A Shameful Act: The Armenian Genocide and the Question of Turkish Responsibility (İnsan Hakları ve Ermeni Sorunu, İttihat ve Terakki'den Kurtuluş Savaşı'na) is a 1999 book by Taner Akçam about Armenian genocide denial, originally published in Turkish. Paul Bessemer translated content from the original Turkish for the 2006 English translation, and Zoryan Institute members Julie Gilmour and George Shirinian revised the raw translation.

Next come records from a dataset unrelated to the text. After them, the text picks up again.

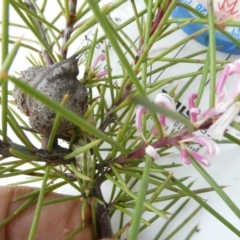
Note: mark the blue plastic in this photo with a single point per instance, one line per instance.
(226, 45)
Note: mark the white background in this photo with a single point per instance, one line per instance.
(224, 168)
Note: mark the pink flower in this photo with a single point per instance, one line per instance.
(103, 73)
(218, 128)
(165, 100)
(139, 112)
(225, 108)
(212, 149)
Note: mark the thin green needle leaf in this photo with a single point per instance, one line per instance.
(183, 223)
(22, 155)
(205, 205)
(82, 149)
(4, 55)
(134, 229)
(217, 188)
(79, 174)
(56, 125)
(212, 52)
(111, 36)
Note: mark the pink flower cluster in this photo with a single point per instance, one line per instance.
(222, 115)
(226, 107)
(165, 100)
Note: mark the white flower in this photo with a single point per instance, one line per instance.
(218, 128)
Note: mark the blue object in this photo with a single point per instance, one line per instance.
(226, 45)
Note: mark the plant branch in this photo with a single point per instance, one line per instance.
(56, 157)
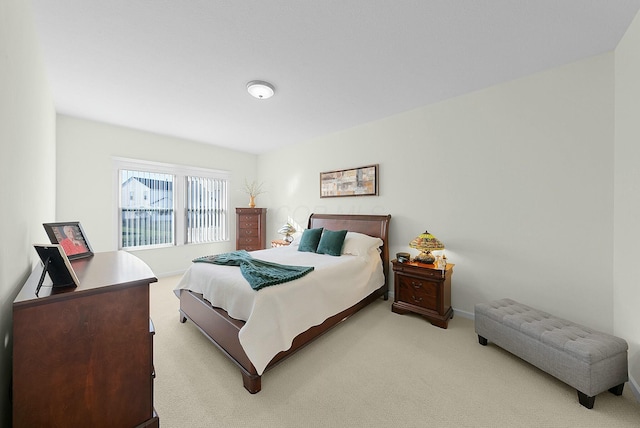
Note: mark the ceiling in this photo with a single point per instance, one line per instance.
(180, 68)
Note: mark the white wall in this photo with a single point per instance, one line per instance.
(516, 180)
(27, 167)
(87, 189)
(626, 269)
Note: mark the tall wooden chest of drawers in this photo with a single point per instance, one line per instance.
(251, 229)
(83, 356)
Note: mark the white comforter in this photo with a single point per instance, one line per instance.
(275, 315)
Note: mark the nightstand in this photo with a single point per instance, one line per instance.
(423, 289)
(279, 243)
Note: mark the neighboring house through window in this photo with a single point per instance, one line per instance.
(157, 193)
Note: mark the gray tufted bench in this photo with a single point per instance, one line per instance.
(587, 360)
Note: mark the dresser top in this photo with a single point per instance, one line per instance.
(107, 269)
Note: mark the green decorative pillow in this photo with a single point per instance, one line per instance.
(331, 242)
(310, 239)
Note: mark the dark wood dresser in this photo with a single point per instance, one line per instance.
(251, 229)
(84, 356)
(423, 289)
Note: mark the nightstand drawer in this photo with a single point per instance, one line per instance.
(418, 292)
(424, 290)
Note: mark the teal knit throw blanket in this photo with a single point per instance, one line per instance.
(259, 273)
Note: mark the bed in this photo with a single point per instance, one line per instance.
(225, 329)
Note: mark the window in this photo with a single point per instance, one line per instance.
(157, 195)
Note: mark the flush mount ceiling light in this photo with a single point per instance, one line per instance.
(260, 89)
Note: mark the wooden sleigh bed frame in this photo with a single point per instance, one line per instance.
(223, 330)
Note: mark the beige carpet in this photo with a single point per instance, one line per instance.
(378, 369)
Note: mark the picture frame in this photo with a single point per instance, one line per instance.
(361, 181)
(71, 238)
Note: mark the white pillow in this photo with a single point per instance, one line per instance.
(358, 244)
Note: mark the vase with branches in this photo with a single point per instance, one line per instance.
(253, 189)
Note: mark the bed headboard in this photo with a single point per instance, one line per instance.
(372, 225)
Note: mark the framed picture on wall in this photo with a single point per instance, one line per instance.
(71, 238)
(362, 181)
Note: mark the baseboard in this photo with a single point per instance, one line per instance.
(464, 314)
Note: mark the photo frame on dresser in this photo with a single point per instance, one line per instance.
(71, 237)
(56, 263)
(361, 181)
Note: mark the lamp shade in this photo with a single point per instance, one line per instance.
(260, 89)
(426, 242)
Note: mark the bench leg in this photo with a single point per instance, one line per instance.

Akçam states in the book that the Committee of Union and Progress (CUP) orchestrated the genocide out of fear of losing additional territory during World War I. Gary J. Bass wrote in The New York Times that the "dense, measured, and footnote-heavy book poses a stern challenge to modern Turkish polemicists". Kirkus Reviews stated that the author "is unsparing in his evidence, including proof that Turkish officials who refused to obey murderous orders were themselves murdered."

It received the 2007 Minnesota Book Award for General Nonfiction.

Kirkus Reviews concluded that the book is "of profound importance to history—and certain to stir up nests of hornets."

The book's title refers to a statement by Mustafa Kemal in which he called the deportation of Armenians a "shameful act". Historian Fatma Ulgen writes that the book "remains strangely silent about Kemal's role in the consolidation of Turkish denial within official Turkish history" and that Akçam's suggestion that Kemal's views of the genocide could serve to foster recognition "rests on a very selective and ahistorical reading of Kemal's texts."

==Editions==
- Akçam, Taner. İnsan Hakları ve Ermeni Sorunu, İttihat ve Terakki'den Kurtuluş Savaşı'na ("Human Rights and the Armenian Question, from the [Committee of] Union and Progress to Liberation War"), Ankara: İmge Kitabevi, 1999.